Angioplasty for acute myocardial infarction in community hospital without surgical back-up: Response to Wharton and Angelini publications "should guidelines be changed?: Not whether but when"

Dean J. Kereiakes, MDa, Sidney C. Smith, MD, Professor Chief of Cardiologyb, Alice K. Jacobs, MD, Cardiologyc, Morton J. Kern, MD, Directord and David P. Faxon, MD, Cardiologye

a The Lindner Research Center, Cincinnati, Ohio, USA
b University of North Carolina, Chapel Hill, North Carolina 27599-7075, USA
c Boston University Medical Center, Boston, Massachusetts, USA
d J.G. Mudd Cardiac Catheterization Laboratory, Saint Louis University Hospital, St. Louis, Missouri, USA
e USC School of Medicine, Ambulatory Health Center, Los Angeles, California, USA


Guidelines evolve in response to rigorously acquired evidence-based data.

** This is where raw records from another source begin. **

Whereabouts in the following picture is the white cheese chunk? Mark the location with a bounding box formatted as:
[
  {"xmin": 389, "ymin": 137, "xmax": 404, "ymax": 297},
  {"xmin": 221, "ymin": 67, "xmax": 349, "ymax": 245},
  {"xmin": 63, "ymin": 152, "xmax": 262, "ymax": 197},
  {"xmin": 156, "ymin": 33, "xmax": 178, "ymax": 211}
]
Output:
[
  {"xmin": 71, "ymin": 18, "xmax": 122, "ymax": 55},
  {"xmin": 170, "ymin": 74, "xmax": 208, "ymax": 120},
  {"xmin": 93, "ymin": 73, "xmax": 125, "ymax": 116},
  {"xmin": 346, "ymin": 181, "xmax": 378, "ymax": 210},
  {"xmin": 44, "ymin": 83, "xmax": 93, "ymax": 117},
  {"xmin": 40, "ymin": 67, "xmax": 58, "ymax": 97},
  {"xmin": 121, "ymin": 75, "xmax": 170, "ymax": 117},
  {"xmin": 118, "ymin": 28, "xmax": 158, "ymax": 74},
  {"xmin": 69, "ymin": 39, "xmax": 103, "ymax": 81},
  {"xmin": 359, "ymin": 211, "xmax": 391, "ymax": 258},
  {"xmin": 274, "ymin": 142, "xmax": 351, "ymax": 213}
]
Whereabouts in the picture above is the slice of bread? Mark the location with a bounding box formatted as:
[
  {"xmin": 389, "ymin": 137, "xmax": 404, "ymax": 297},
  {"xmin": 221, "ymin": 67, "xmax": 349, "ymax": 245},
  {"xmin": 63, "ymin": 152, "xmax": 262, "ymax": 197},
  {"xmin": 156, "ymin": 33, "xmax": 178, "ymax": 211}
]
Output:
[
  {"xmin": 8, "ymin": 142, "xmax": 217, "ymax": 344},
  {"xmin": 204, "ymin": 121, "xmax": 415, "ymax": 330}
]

Thus, the validity of any guideline to describe a current standard of care is dependent on the robustness of the database from which it is derived. The recent publication by Wharton et al. (1) and the accompanying editorial comment by Angelini (2) may be the bell weather for a new guideline for the treatment of acute myocardial infarction (MI) with coronary angioplasty in community centers without on-site surgical back-up. The series of patients with evolving MI who underwent emergency coronary angiography with or without percutaneous coronary intervention (PCI) reported by Wharton et al. (1) represent a successful experience from a single, prospective clinical approach. However, in considering new guidelines for the treatment of patients with acute MI, one must recognize that this isolated experience represents neither a randomized clinical trial nor a prospective parallel comparison of outcomes, achieved at facilities without cardiothoracic surgical backup.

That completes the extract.